If not, has anyone developed a reasonable workaround? Thanks.

-- Davidson

 ============

Brief description: in Eiffel,
      old expr
can be used in post-conditions, and evaluates to the value of
      expr
as of entry to the function. It's useful to help verify that the function has done what it was supposed to, but especially powerful when used in classes because it complements invariant:  invariant tests what has *not* varied (duh),    old expr   helps test what *has* varied to ensure that it has varied *correctly*.

For example, the .Add() method of a Container class might in its postcondition assert
       assert( count == old count + 1 )
to ensure that *exactly* one element got added, no more and no less
October 13, 2011
Davidson Corry:

> Did D2 ever implement the Eiffel "old" construct?

At the moment there no prestate in D. I agree that prestate is an important sub-feature of contract programming. It was discussed two or three times, but the discussions didn't produce actual results. I think it was not implemented because I think Walter thinks D contract programming is a half failure (I don't agree on this) and because implementing the prestate is a bit tricky. I suggest to ask about this in the main D newsgroup, and show two use cases too. I think if enough people show use cases, and someone writes a good enough pull request for DMD, it will be added to D/DMD.
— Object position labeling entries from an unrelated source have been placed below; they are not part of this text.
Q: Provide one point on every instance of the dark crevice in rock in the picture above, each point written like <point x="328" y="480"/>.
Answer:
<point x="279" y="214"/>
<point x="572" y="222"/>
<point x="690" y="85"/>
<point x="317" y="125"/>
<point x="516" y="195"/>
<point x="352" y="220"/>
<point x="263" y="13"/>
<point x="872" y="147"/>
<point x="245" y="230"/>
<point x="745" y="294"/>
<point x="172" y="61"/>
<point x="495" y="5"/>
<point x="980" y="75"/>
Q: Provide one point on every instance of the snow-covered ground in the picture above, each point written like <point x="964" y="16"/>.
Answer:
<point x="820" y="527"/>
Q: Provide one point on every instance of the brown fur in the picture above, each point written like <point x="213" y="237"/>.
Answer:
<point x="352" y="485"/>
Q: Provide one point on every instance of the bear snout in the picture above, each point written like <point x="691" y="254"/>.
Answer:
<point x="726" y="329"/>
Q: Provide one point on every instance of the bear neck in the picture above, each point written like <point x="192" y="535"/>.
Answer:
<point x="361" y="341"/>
> If not, has anyone developed a reasonable workaround? Thanks.

In classes inside a debug I have defined handmade "ghost attributes":

debug {
  int ghost1, ghost2;
}

I use them to manually store the prestate that later I want to verify. This is not a very good solution...

Bye,
bearophile
October 13, 2011
On Thursday, October 13, 2011 05:35:52 bearophile wrote:
> Davidson Corry:
> > Did D2 ever implement the Eiffel "old" construct?
> 
> At the moment there no prestate in D. I agree that prestate is an important sub-feature of contract programming. It was discussed two or three times, but the discussions didn't produce actual results. I think it was not implemented because I think Walter thinks D contract programming is a half failure (I don't agree on this) and because implementing the prestate is a bit tricky.
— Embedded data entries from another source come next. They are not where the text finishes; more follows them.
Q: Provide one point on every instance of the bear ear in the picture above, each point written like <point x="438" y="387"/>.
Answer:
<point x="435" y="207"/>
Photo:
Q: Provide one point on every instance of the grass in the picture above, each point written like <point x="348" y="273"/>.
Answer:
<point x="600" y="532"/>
I don't recall him ever saying anything about contract programming in D being a failure in any way. IIRC, old was rejected because it added extra complication for little value.

- Jonathan M Davis
October 13, 2011
On Thu, 13 Oct 2011 09:18:46 -0700, Jonathan M Davis wrote:

> On Thursday, October 13, 2011 05:35:52 bearophile wrote:
>> Davidson Corry:
>> > Did D2 ever implement the Eiffel "old" construct?
>> 
>> At the moment there no prestate in D. I agree that prestate is an important sub-feature of contract programming. It was discussed two or three times, but the discussions didn't produce actual results. I think it was not implemented because I think Walter thinks D contract programming is a half failure (I don't agree on this) and because implementing the prestate is a bit tricky.
> 
> I don't recall him ever saying anything about contract programming in D being a failure in any way.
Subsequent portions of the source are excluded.